4. Shocks to Economy
The terrorist attacks came as a shock to an economy which was already showing itself
vulnerable to shocks. Consumer spending has been resilient but will slow, deepening the
bursting of the technology bubble. The travel and lodging industries are suffering hugely
in the short run, but we expect spending in security and defense will increase.
Costs of higher security/insurance/higher inventory costs will serve as a tax on
business and affect profit margins of private enterprises.
With a conceivable disruption of oil supply, energy costs could increase sharply.
5. Post cyclical trends in US Economy in the longer term
The structural imbalances in the US need to be solved. Current account deficit, high
levels of debt, low household savings all need to be re-balanced. Other issues include the
possible impacts on the dollar and the decrease in capital flows from elsewhere to US
assets.
Lower productivity gains of less than 2% is expected as the peace dividend is
dissipated.

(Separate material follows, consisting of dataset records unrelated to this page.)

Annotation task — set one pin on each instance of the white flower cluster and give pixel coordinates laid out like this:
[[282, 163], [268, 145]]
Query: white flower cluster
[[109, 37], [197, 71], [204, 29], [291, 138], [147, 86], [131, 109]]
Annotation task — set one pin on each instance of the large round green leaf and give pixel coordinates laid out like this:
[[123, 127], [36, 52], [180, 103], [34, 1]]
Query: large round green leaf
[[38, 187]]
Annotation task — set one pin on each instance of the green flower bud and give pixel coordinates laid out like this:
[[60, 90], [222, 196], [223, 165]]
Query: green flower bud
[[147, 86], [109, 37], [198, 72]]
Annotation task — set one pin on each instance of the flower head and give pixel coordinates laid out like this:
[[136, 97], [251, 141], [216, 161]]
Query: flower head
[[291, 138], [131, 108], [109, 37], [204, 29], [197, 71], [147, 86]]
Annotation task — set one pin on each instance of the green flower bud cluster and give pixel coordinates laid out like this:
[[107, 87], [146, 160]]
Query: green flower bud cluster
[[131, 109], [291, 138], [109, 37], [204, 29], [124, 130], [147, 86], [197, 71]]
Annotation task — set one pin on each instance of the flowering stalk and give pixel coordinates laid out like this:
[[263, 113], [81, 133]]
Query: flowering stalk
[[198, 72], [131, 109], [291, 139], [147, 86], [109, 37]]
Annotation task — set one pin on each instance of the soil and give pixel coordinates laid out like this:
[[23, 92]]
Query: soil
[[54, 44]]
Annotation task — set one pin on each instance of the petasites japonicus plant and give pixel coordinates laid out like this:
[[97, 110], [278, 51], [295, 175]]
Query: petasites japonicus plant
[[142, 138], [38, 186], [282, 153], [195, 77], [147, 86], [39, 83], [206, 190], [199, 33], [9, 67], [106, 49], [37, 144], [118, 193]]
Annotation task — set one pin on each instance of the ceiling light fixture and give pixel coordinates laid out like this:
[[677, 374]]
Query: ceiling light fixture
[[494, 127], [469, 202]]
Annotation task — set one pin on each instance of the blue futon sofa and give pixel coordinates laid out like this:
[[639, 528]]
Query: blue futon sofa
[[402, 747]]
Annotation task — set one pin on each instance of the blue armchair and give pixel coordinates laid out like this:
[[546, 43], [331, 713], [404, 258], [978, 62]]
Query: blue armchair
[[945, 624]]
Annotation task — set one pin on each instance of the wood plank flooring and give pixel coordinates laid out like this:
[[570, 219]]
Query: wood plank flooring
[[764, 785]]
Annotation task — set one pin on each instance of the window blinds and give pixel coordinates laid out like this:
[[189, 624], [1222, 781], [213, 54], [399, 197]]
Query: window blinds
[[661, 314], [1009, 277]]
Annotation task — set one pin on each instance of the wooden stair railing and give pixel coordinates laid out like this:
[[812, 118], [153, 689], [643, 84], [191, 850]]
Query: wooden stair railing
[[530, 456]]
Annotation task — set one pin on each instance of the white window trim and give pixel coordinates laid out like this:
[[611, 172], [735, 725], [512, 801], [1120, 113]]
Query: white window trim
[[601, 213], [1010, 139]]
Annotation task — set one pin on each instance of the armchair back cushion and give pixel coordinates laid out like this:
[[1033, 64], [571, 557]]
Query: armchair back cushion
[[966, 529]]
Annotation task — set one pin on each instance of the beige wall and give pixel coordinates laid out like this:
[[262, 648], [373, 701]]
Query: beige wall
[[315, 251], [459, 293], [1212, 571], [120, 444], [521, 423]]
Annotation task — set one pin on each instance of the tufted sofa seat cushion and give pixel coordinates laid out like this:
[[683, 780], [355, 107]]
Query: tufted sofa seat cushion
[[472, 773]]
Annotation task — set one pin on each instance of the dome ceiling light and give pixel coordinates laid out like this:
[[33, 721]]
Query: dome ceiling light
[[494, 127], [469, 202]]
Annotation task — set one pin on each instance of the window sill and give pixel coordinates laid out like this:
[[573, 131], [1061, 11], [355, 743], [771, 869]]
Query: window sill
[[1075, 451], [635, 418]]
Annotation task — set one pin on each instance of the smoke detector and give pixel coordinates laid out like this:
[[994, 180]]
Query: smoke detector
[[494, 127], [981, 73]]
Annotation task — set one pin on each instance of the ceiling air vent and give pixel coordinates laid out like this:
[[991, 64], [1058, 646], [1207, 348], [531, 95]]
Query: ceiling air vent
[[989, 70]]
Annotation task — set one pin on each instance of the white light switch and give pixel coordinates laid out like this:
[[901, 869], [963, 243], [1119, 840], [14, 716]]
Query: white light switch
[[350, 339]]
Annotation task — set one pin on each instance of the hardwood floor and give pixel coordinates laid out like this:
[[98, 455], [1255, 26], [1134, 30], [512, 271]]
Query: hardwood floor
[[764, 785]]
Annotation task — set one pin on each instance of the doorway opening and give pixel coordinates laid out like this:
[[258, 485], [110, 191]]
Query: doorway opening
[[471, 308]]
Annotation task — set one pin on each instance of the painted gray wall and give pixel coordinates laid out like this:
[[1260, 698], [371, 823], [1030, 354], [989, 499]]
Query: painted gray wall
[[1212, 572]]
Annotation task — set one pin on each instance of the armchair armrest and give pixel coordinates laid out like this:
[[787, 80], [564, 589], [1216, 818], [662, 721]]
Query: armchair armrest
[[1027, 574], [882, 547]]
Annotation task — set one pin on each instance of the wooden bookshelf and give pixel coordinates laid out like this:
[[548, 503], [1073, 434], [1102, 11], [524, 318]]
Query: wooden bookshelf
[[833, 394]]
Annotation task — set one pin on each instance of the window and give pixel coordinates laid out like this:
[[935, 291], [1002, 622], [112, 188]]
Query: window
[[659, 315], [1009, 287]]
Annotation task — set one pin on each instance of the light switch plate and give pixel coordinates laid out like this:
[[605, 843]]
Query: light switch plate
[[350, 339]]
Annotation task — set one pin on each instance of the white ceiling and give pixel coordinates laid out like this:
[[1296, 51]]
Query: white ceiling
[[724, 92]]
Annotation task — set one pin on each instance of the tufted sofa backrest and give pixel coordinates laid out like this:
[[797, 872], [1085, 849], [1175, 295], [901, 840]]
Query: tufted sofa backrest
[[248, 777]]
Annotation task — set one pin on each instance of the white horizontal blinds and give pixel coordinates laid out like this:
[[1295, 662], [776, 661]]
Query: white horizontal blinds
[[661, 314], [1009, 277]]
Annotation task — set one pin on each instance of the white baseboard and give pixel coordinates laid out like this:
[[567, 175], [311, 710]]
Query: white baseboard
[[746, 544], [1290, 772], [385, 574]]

In the 1990s, less defense/government spending enabled the US economy to
put more money into private sector investment, which had improved productivity and driven
growth.
Pace of globalization may slow down as the cost and risks associated with foreign
investments could both increase.
The shock may become a permanent or semi permanent general caution on the part of
consumers/businesses/investors - a lingering risk aversion, malaise, even though cyclical
economic healing has occurred.
Implication: lower long term growth in the US, and the globe generally than has been
the case in recent years.
6. Risks - Scenarios for looking at world
Two big issues we are grappling with
-- Growth and
-- Global governments/governance/political response.
Think of these forces as two Axes - Vertical axis, resumption of high growth at the top
- concerted global policy action works, stimulus gets global economy back into cyclical
recovery.
Other end of the axis is that this does not happen, perhaps liquidity trap growth stays
low.
Horizontal axis -Governance - right end of the axis is cohesive global policy response,
global community unites, coalition exists, broad general consensus forms on combating
global terrorism
OR - other end of the spectrum, world breaks away into factionalism, disunity,
isolationism, combative governments, unilateralism.
7. More capital flowing to China
Investment flow to the US is likely to slow down (less mergers and acquisitions by
foreigners, maybe slower portfolio flows). Capital may stay at home, or flows increase to
Europe and Asia for transnational acquisition and mergers. China could benefit from this
and its economy is expected to maintain a growth rate of 7 % to 8 % in the next few years
with its large reserve and relatively small debt. As China enters the WTO, more foreign
direct investment could be expected.